Wizard or Carpenter? Aiming at solid mastery of your toolset is sufficient to become happy with programming approach to analytics.

Most likely, investing in an initial setup of a solid editor plus some basic terminal workflows are a good starting point that can be revisited every once in a while, e.g., when we start a larger new project. What editor you will center your environment around will depend a lot on the programming language you chose. Yet, it also depends on your personal preference of how much investment, support and supportive features you want. The following features / criteria are likely the most influential when composing a programming environment for statistical computing:

4.1 Integrated Development Environments (IDE)

While some prefer lightning fast editors such as Sublime Text that are easy to customize but rather basic out-of-the-box, IDEs are the right choice for most people. In other words, it’s certainly possible to move a five-person family into a new home by public transport, but it is not convenient. The same holds for (plain) text editors in programming. You can use them, but most people would prefer an Integrated Development Environment (IDE) just like they prefer to use a truck when they move. IDEs are tailored to the needs and idiosyncrasies of a language, some working with plugins and covering multiple languages. Others have a specific focus on a single language or a group of languages.

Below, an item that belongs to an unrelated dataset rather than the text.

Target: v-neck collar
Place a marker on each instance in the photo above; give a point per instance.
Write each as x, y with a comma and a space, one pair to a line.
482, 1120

The below sections will focus on data science’ most popular editors, namely Visual Studio Code and RStudio. Hence, I would like to mention at least some IDE juggernauts here, for the reader looking or alternatives: Eclipse (mostly Java but tons of plugins for other languages), or JetBrains’ IntelliJ (Java) and PyCharm (Python).

4.1.1 RStudio

Posit’s RStudio has become the default environment for most R people and those who mostly use R but C or Python and Markdown in addition. The open source version ships for free as RStudio Desktop and RStudio Server Open Source. In addition, the creators of RStudio offer commercially supported versions of both the desktop and server version (Posit Workbench). If you want your environment to essentially look like the environment of your peers, RStudio is a good choice. To have the same visual image in mind can be very helpful in workshops, coaching or teaching.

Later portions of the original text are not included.